Prerequisites

A bunch of utilities for building distributional representations of words and phrases. This code mostly glues together other packages and converts their output to the same format. The models included are those considered in my PhD work.

Prerequisites

DiscoUtils as the common storage format
dc_evaluation to get lists of words and phrases of interest. Feel free to monkey-patch this.
gensim for word2vec vectors
glove for glove vectors
configuration files and some text.

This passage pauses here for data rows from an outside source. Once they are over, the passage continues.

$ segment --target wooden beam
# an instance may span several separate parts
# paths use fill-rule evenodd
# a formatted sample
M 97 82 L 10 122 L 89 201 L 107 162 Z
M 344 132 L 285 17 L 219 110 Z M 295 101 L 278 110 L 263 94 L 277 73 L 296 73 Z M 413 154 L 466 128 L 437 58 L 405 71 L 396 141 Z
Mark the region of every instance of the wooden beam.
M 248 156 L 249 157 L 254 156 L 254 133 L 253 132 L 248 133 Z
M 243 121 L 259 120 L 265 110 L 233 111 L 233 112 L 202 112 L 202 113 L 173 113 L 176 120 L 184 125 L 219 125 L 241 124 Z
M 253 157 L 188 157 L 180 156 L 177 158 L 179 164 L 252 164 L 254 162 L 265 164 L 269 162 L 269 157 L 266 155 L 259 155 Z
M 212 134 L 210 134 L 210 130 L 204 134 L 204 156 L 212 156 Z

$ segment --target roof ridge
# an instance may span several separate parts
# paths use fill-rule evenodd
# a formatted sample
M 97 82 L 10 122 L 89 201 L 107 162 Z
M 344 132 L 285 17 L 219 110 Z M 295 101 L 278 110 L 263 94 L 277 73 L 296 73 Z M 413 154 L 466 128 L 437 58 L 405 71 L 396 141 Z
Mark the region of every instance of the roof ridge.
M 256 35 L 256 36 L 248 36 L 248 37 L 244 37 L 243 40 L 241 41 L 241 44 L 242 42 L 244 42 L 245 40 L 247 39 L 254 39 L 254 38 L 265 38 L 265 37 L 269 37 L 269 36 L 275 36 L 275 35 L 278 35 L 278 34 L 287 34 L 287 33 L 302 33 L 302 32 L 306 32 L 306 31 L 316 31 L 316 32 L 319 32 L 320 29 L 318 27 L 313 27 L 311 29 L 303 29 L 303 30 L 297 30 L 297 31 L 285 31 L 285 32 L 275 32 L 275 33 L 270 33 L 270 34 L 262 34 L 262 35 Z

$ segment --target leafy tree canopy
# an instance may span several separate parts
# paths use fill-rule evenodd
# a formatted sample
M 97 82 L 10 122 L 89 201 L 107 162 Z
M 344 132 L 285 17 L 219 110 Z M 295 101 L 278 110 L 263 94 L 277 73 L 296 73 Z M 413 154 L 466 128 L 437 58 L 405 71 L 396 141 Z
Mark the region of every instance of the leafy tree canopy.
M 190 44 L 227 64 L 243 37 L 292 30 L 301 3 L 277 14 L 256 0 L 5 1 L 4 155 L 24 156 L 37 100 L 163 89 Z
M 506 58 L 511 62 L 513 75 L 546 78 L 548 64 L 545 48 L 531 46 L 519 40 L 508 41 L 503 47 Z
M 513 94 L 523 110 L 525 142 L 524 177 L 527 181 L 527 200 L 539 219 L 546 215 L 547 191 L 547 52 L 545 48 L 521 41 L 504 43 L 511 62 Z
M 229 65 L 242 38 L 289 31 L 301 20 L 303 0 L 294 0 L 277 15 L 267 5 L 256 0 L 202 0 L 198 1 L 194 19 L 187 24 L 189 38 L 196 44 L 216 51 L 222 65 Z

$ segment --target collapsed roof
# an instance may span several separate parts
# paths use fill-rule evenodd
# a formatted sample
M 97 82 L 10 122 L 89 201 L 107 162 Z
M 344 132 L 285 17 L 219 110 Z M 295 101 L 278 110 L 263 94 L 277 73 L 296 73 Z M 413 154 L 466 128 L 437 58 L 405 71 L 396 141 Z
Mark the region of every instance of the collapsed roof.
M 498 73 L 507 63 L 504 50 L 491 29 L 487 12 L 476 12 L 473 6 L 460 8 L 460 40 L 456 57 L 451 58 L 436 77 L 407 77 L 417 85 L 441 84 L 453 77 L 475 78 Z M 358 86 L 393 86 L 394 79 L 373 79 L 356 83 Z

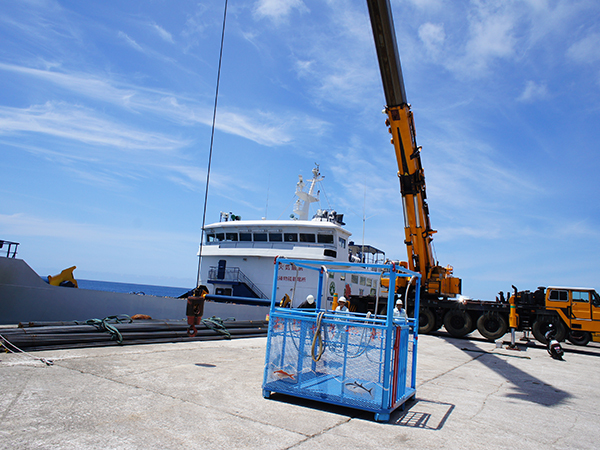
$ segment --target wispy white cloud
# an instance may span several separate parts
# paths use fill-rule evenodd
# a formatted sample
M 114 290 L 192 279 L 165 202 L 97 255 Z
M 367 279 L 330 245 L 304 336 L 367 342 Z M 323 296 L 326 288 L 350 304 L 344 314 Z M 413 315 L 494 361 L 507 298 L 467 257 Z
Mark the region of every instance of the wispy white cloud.
M 529 80 L 525 84 L 525 89 L 517 100 L 520 102 L 533 102 L 536 100 L 543 100 L 547 97 L 548 87 L 545 83 L 536 83 L 535 81 Z
M 0 133 L 0 135 L 2 134 Z M 42 147 L 41 145 L 29 145 L 24 143 L 22 139 L 11 139 L 10 134 L 2 135 L 0 143 L 3 146 L 18 148 L 47 160 L 60 161 L 64 164 L 98 163 L 100 161 L 100 158 L 97 155 L 89 152 L 67 152 L 64 148 L 54 150 L 51 148 Z
M 36 42 L 45 50 L 61 52 L 57 40 L 81 42 L 82 32 L 71 12 L 54 0 L 23 1 L 13 6 L 11 13 L 0 14 L 0 23 L 18 30 L 22 39 Z
M 455 70 L 464 70 L 467 76 L 485 73 L 496 58 L 513 56 L 517 42 L 515 28 L 519 17 L 515 11 L 484 2 L 474 5 L 469 15 L 469 39 L 462 58 L 453 65 Z
M 569 42 L 573 27 L 579 26 L 576 20 L 593 8 L 590 2 L 565 0 L 475 0 L 447 3 L 443 8 L 435 8 L 435 1 L 405 1 L 415 4 L 427 18 L 419 25 L 418 34 L 429 58 L 464 79 L 482 79 L 490 75 L 498 62 L 517 63 L 549 46 L 553 47 L 553 57 L 560 58 L 556 48 Z M 464 29 L 467 33 L 462 32 Z M 596 60 L 597 40 L 594 34 L 581 40 L 569 49 L 569 57 L 578 61 Z M 443 52 L 439 51 L 442 42 Z M 406 53 L 410 54 L 410 50 Z
M 106 164 L 106 162 L 105 162 Z M 65 172 L 81 183 L 98 187 L 104 191 L 124 192 L 130 189 L 130 177 L 118 176 L 104 169 L 105 164 L 97 164 L 94 170 L 84 170 L 80 166 L 63 167 Z M 125 181 L 127 179 L 127 181 Z
M 446 33 L 443 24 L 424 23 L 419 27 L 419 38 L 431 54 L 437 55 L 444 45 Z
M 160 38 L 163 41 L 168 42 L 170 44 L 173 44 L 175 42 L 173 40 L 173 35 L 171 33 L 169 33 L 167 30 L 165 30 L 163 27 L 161 27 L 160 25 L 152 22 L 150 24 L 150 27 L 160 36 Z
M 444 0 L 408 0 L 408 2 L 417 8 L 427 10 L 438 9 L 444 5 Z
M 189 142 L 125 126 L 95 111 L 62 102 L 29 108 L 0 106 L 0 133 L 40 133 L 119 149 L 171 151 Z
M 130 38 L 126 33 L 119 31 L 118 36 L 119 36 L 119 38 L 124 40 L 134 50 L 137 50 L 138 52 L 141 52 L 141 53 L 146 53 L 146 51 L 142 48 L 142 46 L 140 44 L 138 44 L 137 42 L 135 42 L 135 40 Z
M 208 121 L 199 120 L 206 125 Z M 289 145 L 305 136 L 316 138 L 328 127 L 324 120 L 288 111 L 286 120 L 281 114 L 255 110 L 252 114 L 242 114 L 232 108 L 222 108 L 217 113 L 216 128 L 228 134 L 249 139 L 268 147 Z
M 590 33 L 567 50 L 567 56 L 579 64 L 600 61 L 600 33 Z
M 320 18 L 326 28 L 303 22 L 296 33 L 285 36 L 294 49 L 296 75 L 315 104 L 370 104 L 369 88 L 380 78 L 372 59 L 375 47 L 366 8 L 347 0 L 329 1 L 327 6 Z
M 217 115 L 217 128 L 226 133 L 244 136 L 262 145 L 282 145 L 291 142 L 291 130 L 287 129 L 280 118 L 261 111 L 257 111 L 256 114 L 259 120 L 233 111 L 221 111 Z
M 309 11 L 302 0 L 258 0 L 254 6 L 254 15 L 280 24 L 287 21 L 294 10 L 301 13 Z
M 181 36 L 186 41 L 186 52 L 189 51 L 190 48 L 198 45 L 200 38 L 204 35 L 206 29 L 208 28 L 206 19 L 207 11 L 207 5 L 198 3 L 196 4 L 193 13 L 187 13 L 185 26 L 181 31 Z
M 0 63 L 0 70 L 36 77 L 94 100 L 111 103 L 132 111 L 152 113 L 180 125 L 195 125 L 197 123 L 207 126 L 212 125 L 212 110 L 210 107 L 200 106 L 187 97 L 171 92 L 123 84 L 93 74 L 64 73 L 5 63 Z M 42 111 L 43 107 L 35 106 L 27 114 L 41 115 L 40 120 L 49 120 L 49 105 L 54 105 L 54 108 L 56 108 L 58 104 L 57 102 L 48 103 L 45 111 Z M 84 108 L 80 109 L 84 110 Z M 72 115 L 75 109 L 71 107 L 70 110 L 69 114 Z M 88 108 L 87 111 L 87 114 L 91 114 L 91 109 Z M 43 112 L 44 114 L 42 114 Z M 23 114 L 19 114 L 19 116 L 23 117 Z M 290 120 L 282 121 L 281 117 L 273 112 L 253 111 L 242 114 L 225 107 L 219 109 L 217 117 L 217 128 L 219 130 L 268 146 L 291 143 L 297 139 L 296 133 L 298 131 L 318 135 L 326 126 L 326 123 L 321 120 L 298 115 L 294 118 L 294 127 L 292 127 Z M 5 112 L 4 119 L 8 125 L 11 123 L 8 121 L 8 112 Z M 17 126 L 16 123 L 16 120 L 12 121 L 11 126 Z M 83 124 L 79 125 L 79 127 L 83 126 Z M 21 127 L 23 128 L 21 131 L 25 131 L 25 125 L 21 125 Z M 116 127 L 117 129 L 123 128 L 122 125 L 119 126 L 118 124 L 116 124 Z M 64 126 L 60 127 L 60 129 L 64 128 Z M 38 128 L 38 130 L 40 129 Z M 52 132 L 53 130 L 48 128 L 46 131 Z M 54 131 L 54 133 L 59 132 Z M 74 135 L 73 132 L 69 134 Z
M 197 191 L 204 188 L 206 184 L 206 171 L 199 167 L 187 164 L 170 164 L 166 168 L 171 172 L 168 179 L 187 190 Z
M 127 229 L 121 226 L 117 230 L 109 226 L 34 216 L 27 213 L 0 214 L 0 225 L 8 234 L 63 238 L 85 242 L 86 245 L 90 243 L 104 245 L 107 242 L 169 242 L 169 239 L 162 240 L 165 234 L 168 234 L 173 240 L 183 237 L 180 233 L 157 233 L 133 228 Z
M 48 69 L 38 69 L 0 62 L 0 70 L 20 73 L 53 83 L 87 99 L 109 103 L 130 111 L 152 113 L 177 123 L 210 123 L 211 111 L 174 92 L 132 85 L 101 72 L 68 71 L 60 65 L 43 62 Z M 60 70 L 63 71 L 60 71 Z
M 182 186 L 190 192 L 204 192 L 206 188 L 206 169 L 197 165 L 180 163 L 165 163 L 155 165 L 155 171 L 162 172 L 165 179 L 174 185 Z M 211 170 L 209 183 L 209 198 L 218 199 L 219 204 L 227 200 L 227 204 L 243 205 L 253 211 L 259 211 L 255 195 L 264 192 L 263 180 L 246 179 L 232 175 L 219 168 Z M 248 200 L 250 199 L 250 200 Z
M 78 94 L 95 100 L 102 100 L 123 107 L 128 106 L 137 90 L 130 88 L 119 88 L 106 77 L 98 75 L 78 73 L 78 72 L 60 72 L 60 64 L 43 61 L 45 69 L 27 67 L 17 64 L 6 64 L 0 62 L 0 70 L 15 72 L 41 79 L 46 82 L 54 83 L 63 89 L 67 89 Z
M 165 62 L 169 62 L 169 63 L 175 63 L 175 59 L 173 59 L 172 57 L 169 56 L 165 56 L 162 53 L 157 52 L 156 50 L 154 50 L 152 47 L 148 46 L 148 45 L 141 45 L 138 44 L 137 41 L 135 39 L 133 39 L 132 37 L 130 37 L 127 33 L 124 33 L 123 31 L 119 31 L 117 33 L 119 39 L 121 39 L 122 41 L 124 41 L 129 47 L 131 47 L 132 49 L 134 49 L 137 52 L 140 52 L 150 58 L 155 58 L 157 60 L 160 61 L 165 61 Z

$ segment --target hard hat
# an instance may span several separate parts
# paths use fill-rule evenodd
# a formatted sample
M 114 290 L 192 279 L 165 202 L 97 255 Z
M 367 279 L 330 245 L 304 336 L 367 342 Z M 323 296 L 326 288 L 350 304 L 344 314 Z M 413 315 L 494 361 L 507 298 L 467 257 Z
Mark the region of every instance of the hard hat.
M 340 297 L 338 303 L 346 303 L 346 297 Z
M 315 302 L 315 297 L 312 294 L 308 294 L 306 301 L 312 305 Z
M 401 305 L 402 304 L 402 300 L 398 299 L 396 300 L 396 305 Z

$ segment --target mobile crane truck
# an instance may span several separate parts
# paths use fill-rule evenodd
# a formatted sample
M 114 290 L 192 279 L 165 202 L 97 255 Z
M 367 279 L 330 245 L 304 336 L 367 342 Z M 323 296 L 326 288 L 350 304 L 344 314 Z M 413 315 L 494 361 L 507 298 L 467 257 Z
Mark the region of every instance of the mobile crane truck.
M 574 344 L 586 345 L 593 333 L 600 338 L 600 298 L 593 289 L 551 287 L 532 293 L 518 292 L 513 287 L 512 295 L 505 297 L 500 293 L 495 302 L 456 300 L 462 289 L 460 278 L 453 276 L 451 266 L 440 266 L 433 256 L 436 231 L 429 220 L 421 147 L 417 145 L 414 117 L 406 99 L 390 3 L 367 0 L 367 6 L 386 101 L 385 123 L 392 135 L 402 195 L 408 261 L 399 264 L 422 275 L 419 332 L 431 333 L 444 325 L 452 336 L 463 337 L 478 329 L 493 341 L 508 331 L 512 302 L 513 328 L 532 331 L 542 343 L 550 323 L 556 327 L 559 341 L 567 338 Z M 387 281 L 382 278 L 382 286 L 386 287 Z M 410 280 L 404 280 L 397 285 L 398 295 L 404 296 L 409 284 Z M 410 295 L 404 303 L 410 311 Z

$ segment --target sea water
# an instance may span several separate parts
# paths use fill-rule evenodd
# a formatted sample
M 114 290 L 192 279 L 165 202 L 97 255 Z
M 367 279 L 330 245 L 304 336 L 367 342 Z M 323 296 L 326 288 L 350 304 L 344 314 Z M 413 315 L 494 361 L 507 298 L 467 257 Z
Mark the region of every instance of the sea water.
M 150 284 L 116 283 L 112 281 L 77 280 L 80 289 L 120 292 L 125 294 L 155 295 L 157 297 L 179 297 L 190 288 L 172 286 L 153 286 Z

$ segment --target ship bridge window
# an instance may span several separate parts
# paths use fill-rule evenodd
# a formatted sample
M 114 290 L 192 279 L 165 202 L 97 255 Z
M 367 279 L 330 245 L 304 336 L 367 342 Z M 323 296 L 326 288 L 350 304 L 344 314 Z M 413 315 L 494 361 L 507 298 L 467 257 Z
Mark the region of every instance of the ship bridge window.
M 333 244 L 333 235 L 332 234 L 318 234 L 317 242 L 319 244 Z
M 240 241 L 252 242 L 252 233 L 240 233 Z
M 300 233 L 300 242 L 316 242 L 315 235 L 312 233 Z
M 254 242 L 267 242 L 267 233 L 254 233 Z
M 339 246 L 340 246 L 340 248 L 346 248 L 346 239 L 340 238 L 339 239 Z
M 282 242 L 283 235 L 281 233 L 269 233 L 269 242 Z
M 206 233 L 206 242 L 207 243 L 212 243 L 212 242 L 217 242 L 217 238 L 215 236 L 214 233 Z
M 225 240 L 237 242 L 238 234 L 237 233 L 225 233 Z
M 298 242 L 298 233 L 283 233 L 285 242 Z

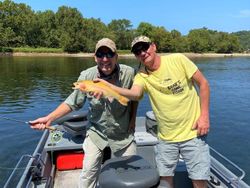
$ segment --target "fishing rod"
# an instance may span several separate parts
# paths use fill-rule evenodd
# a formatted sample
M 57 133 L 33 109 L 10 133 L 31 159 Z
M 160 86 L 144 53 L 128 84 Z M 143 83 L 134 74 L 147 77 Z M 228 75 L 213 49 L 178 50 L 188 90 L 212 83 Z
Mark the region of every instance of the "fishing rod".
M 30 122 L 28 121 L 22 121 L 22 120 L 18 120 L 18 119 L 14 119 L 14 118 L 9 118 L 9 117 L 4 117 L 4 116 L 0 116 L 1 119 L 5 119 L 5 120 L 8 120 L 8 121 L 15 121 L 15 122 L 18 122 L 18 123 L 24 123 L 24 124 L 28 124 L 28 125 L 31 125 Z M 51 131 L 55 131 L 57 130 L 56 128 L 54 127 L 45 127 L 45 129 L 49 129 Z

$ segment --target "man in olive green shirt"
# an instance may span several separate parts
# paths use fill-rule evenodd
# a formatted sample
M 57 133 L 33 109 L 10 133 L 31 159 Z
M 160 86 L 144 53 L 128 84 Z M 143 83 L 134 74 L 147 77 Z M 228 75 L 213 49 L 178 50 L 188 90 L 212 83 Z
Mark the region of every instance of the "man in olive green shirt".
M 134 69 L 117 63 L 118 55 L 115 43 L 103 38 L 97 42 L 95 61 L 97 66 L 81 72 L 78 80 L 102 78 L 119 87 L 130 88 L 133 83 Z M 31 128 L 45 129 L 55 119 L 80 109 L 86 99 L 89 101 L 89 126 L 83 143 L 84 161 L 79 187 L 95 188 L 101 169 L 103 150 L 109 146 L 114 156 L 136 154 L 133 130 L 137 102 L 121 105 L 109 98 L 97 99 L 91 93 L 74 90 L 59 107 L 49 115 L 32 121 Z

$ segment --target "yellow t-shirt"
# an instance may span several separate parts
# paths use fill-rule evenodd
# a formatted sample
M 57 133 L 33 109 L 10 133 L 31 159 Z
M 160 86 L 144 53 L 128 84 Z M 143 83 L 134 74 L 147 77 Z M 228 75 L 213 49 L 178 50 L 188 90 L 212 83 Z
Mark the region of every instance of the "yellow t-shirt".
M 192 126 L 200 115 L 200 100 L 191 80 L 197 69 L 186 56 L 171 54 L 161 56 L 158 70 L 135 76 L 133 84 L 149 94 L 159 139 L 181 142 L 197 137 Z

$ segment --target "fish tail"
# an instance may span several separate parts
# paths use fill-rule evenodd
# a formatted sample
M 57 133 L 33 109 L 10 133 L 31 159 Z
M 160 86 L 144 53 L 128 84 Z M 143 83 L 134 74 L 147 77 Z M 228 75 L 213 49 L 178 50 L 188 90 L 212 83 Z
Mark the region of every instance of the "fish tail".
M 121 103 L 121 104 L 124 105 L 124 106 L 127 106 L 127 105 L 128 105 L 128 101 L 129 101 L 129 99 L 128 99 L 127 97 L 121 96 L 121 97 L 119 98 L 119 103 Z

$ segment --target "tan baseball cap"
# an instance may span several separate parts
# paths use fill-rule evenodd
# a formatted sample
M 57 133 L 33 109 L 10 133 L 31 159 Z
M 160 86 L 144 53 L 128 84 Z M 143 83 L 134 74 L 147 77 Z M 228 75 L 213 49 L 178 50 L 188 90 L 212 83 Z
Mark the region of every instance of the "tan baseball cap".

Download here.

Building word vectors

If dc_evaluation is used to provide a list of words and phrases (henceforth called document features or just features) of interest, you must have run the compression stage with --write-features enabled. This should have produced a directory like:

features_in_labelled/
├── web_all_features.txt
├── web_np_modifiers.txt
├── web_socher.txt
└── web_verbs.txt

This contains the list of all features of interest.

word2vec

python builder/get_word2vec_vectors.py --stages reformat vectors compose --corpus wiki

The stages are:

reformat: take a directory of CoNLL files and output a directory with matching structure, where each sentence in a new line, and each token may include PoS tag (--remove-pos parameter). The input directory is assumed to be called e.g. wiki-conll, and the reformatted data goes to wiki or wiki-nopos.
- wiki is the name of the corpus, located in data
vectors: train word embeddings
compose: build phrase embeddings out of word embeddings.

The output of each stage is saved to disk, so you can interrupt the script at any time. Unigram vectors go to outputs/word2vec/*unigr.strings.rep* and composed phrase vectors to outputs/word2vec/composed_word2vec*.events.filtered.strings. You can now inspect your results:

from discoutils.thesaurus_loader import Vectors
v = Vectors.from_tsv('outputs/word2vec/wiki-100perc.unigr.strings.rep0')
v.init_sims(n_neighbors=5)
v.get_nearest_neighbours('spain/N')

outputs

Out[4]:
[('poland/N', 0.78751145271622558),
('austria/N', 0.81238981977584812),
('denmark/N', 0.83802344094440939),
('syria/N', 0.84054037191096609),
('france/N', 0.88849579829431435)]

Note on speed: if gensim is installed correctly, training should go over >100k tokens a second. If training is slow, get a C compiler and re-install gensim.

Other settings

The script also includes options that allow you to:

train on x% of all available files
train a model x times
average vectors across all repetitions

Support for the --remove-pos flag is inconsistent. The word2vec script generally works well if words do not have a PoS tag, but other may fall over in odd ways.

glove

Download glove, then run cp demo.sh demo2.sh. In demo2.sh, comment out the bits where data is downloaded and a matlab evaluation script is run, and change CORPUS=text8 to CORPUS=$1. Change other parameters you think are appropriate, like VECTOR_SIZE or MAX_ITER. Then run:

python builder/get_glove_vectors.py --stages reformat vectors compose --corpus wiki --glove-dir /Volumes/LocalDataHD/m/mm/mmb28/projects/FeatureExtractionToolkit/glove
# do not forget to change glove-dir
# output of each stage is cached so it doesn't have to be repeated

GloVe may sometimes crash with a bus error. This is a bug in their C code and seems to occur with small training sets. Not sure what's going on there.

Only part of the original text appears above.